UGO CAVALLERO            

Nasce a Casale Monferrato il 20/9/1880 da Gaspare e Maria Scagliotti. Allievo della Scuola Militare di Modena nel 1898, ne esce Sottotenente di fanteria, con primo servizio al 59° reggimento.  Fu poi insegnante alla scuola centrale di tiro a Parma fino al 1906 poi alla scuola di Guerra. Ufficiale di vasta cultura (1° del corso) aveva compiuto presso la stessa Università di Torino  studi di matematica pura e tradotto opere geografiche dal tedesco e dall’inglese che conosceva bene. Nel 1912 partecipò alla guerra libica col grado di capitano addetto allo S. M. della divisione Torino. Si guadagnò una medaglia di bronzo al valore per aver disimpegnato “con zelo e coraggio” le sue funzioni durante il combattimento di Sidi el Garbàa. Rimpatriato, è assegnato al 1° Alpini e, nel maggio 1915, al Comando Supremo dove resse prima la segreteria (col grado di maggiore) poi l’ufficio operazioni divenendo collaboratore di Badoglio. Per il lucido contributo di pensiero e per la razionale attività organizzativa viene insignito della croce di cavaliere dell’Ordine Militare Di Savoia nell’agosto del 1916 e la promozione a Colonnello per merito di guerra nell’ottobre 1917.  Ebbe parte di rilievo nell’elaborazione dei piani per le vittoriose battaglie del Piave e di Vittorio Veneto l'anno dopo. Alla fine della guerra, promosso generale (38 anni), fu inviato a Parigi quale membro del comitato permanente interalleato. Nel 1920 il C. fu collocato a sua domanda in posizione ausiliaria speciale: l’elevato numero di generali anziani sembrava infatti precludergli una rapida carriera. Ebbe per qualche tempo posti di responsabilità nell’industria privata e fu, tra l’altro, direttore centrale della società Pirelli.
Nel maggio 1925, dopo l’assunzione dei ministeri militari da parte di Mussolini, il C. fu nominato sottosegretario per la Guerra.
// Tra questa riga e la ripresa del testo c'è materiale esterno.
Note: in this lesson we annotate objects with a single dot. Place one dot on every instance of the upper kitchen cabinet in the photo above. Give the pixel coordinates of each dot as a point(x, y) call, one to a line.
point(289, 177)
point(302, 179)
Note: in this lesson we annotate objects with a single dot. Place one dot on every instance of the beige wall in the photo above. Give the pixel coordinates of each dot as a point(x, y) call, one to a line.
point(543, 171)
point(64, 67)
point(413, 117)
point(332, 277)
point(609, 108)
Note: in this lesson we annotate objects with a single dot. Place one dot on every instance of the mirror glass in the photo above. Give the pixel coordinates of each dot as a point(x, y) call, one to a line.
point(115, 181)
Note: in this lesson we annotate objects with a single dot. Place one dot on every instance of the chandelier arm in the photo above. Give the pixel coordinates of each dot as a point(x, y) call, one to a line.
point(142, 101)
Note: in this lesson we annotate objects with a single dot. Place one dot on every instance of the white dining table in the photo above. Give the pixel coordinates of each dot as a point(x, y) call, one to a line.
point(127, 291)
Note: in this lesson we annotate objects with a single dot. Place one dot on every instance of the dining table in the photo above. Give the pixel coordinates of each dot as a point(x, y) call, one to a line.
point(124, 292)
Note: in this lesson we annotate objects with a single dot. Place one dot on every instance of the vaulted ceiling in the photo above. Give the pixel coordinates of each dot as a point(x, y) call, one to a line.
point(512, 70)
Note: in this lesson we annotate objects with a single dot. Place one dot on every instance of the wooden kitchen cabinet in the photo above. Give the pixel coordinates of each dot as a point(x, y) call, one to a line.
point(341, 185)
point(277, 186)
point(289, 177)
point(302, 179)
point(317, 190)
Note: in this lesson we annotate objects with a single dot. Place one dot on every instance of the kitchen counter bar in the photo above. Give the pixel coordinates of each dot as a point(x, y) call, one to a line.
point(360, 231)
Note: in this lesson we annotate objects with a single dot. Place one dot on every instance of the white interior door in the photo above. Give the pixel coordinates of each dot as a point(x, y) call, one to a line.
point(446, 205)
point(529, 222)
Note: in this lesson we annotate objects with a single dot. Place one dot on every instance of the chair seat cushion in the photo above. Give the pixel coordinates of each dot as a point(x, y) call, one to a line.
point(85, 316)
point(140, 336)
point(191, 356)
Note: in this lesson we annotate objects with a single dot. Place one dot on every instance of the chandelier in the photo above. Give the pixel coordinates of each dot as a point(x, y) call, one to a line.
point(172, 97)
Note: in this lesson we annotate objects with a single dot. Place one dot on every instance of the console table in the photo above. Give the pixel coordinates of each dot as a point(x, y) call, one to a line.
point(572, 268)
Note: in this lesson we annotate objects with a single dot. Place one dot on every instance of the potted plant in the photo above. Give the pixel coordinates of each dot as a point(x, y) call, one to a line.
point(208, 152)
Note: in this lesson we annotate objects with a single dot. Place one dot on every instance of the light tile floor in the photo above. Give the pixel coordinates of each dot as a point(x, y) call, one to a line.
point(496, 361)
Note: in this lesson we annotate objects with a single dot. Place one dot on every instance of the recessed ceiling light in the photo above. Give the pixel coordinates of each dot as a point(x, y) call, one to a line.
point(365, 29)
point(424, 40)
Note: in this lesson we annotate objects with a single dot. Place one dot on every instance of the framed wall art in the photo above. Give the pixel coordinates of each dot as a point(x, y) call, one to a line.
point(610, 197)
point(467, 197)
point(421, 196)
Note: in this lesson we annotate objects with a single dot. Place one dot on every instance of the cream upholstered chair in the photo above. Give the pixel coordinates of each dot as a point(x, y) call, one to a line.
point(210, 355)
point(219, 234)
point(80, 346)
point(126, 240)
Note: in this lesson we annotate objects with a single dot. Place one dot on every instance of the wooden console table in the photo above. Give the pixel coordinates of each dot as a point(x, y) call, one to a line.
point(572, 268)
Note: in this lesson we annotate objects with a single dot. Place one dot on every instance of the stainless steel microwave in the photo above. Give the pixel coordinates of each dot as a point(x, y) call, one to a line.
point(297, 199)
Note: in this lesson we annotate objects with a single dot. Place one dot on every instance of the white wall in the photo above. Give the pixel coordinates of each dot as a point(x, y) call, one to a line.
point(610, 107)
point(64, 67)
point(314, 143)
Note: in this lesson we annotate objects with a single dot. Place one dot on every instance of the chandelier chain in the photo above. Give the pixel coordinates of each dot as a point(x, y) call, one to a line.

Tale rimase fino al 1928 presiedendo al riordinamento dell’esercito insieme con Badoglio, assurto a capo di Stato Maggiore generale. Durante il sottosegretariato il C. divenne rivale acerrimo di Badoglio: quasi certamente a una sua iniziativa si deve la riforma legislativa del 1927 con cui i poteri del C.S.M.  generale furono grandemente ridotti. Nel 1928 il C. fu rimosso dalla carica per intervento del re, dopo un clamoroso episodio d’intolleranza con Badoglio. A una cerimonia militare i due generali non si salutarono: Badoglio, ritenendosi superiore come maresciallo e C.S.M. generale, aspettava il saluto del C. che, a sua volta, aspettava il saluto di Badoglio ritenendosi superiore in qualità di sottosegretario.  All’atto della cessazione della carica, il C., che era senatore dal 1926, ricevette il titolo di conte. Tornato all’industria, assunse la presidenza della società Ansaldo, dove si adoperò per l’ammodernamento del materiale bellico navale e terrestre (artiglieria contraerea, carri leggeri). Nel 1933 peraltro dovette lasciare l’Ansaldo per l’insorgere di gravi sospetti di uso di “materiali scadenti”.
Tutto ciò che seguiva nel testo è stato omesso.